D'ailleurs, c'est souvent fun, léger. Souvent anecdotique, pas forcément recommandable, mais ludique. Et puis quand on aime ou qu'on admire un héros, peu importe la cape qu'il porte après tout. On se plaît à le voir voler au dessus de la masse, ou creuser encore plus profond à chaque fois pour y enterrer ses desseins les plus sombres.

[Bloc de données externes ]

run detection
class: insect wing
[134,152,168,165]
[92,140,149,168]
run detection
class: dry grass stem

Sombre, Aaron Turner l'est sans conteste. Pour les non initiés, le bonhomme à longtemps mené sa barque noire sur les rivages ténébreux du Post Core, Sludge, et autres excroissances bruitistes. ISIS, ça vous dit quelque chose ? Au même titre que NEUROSIS ou KYUSS (en version light pour ces derniers), ISIS est une référence en matière de digressions alternatives, portées par des guitares toutes en lamentations et dissonances traînantes. Il suffit de penser que des groupes comme CULT OF LUNA ont bâti toute une discographie en se basant sur un seul de leurs riffs pour comprendre toute l'importance de mecs comme Aaron sur la scène internationale. Mais loin de se contenter de cette influence indéniable, et sans jamais se reposer sur des lauriers pourtant confortables, Turner a depuis multiplié les projets, et assemblé des groupes avec une impulsion le confinant à l'instinct de survie.
On le retrouve à la barre de OLD MAN GLOOM, un machin Post évidemment, teinté de Punk bizarre et bancal, et de Mamiffer, ensemble volontiers plus contemplatif. Il aurait pu s'arrêter là, mais c'était sans compter sur sa boulimie de sons et de stridences... C'est ainsi qu'il nous revient en ce début d'année, accoudé à ses potes Nick Yacyshyn (BAPTISTS) au kit et Brian Cook (RUSSIAN CIRCLES), "parfois" à la basse.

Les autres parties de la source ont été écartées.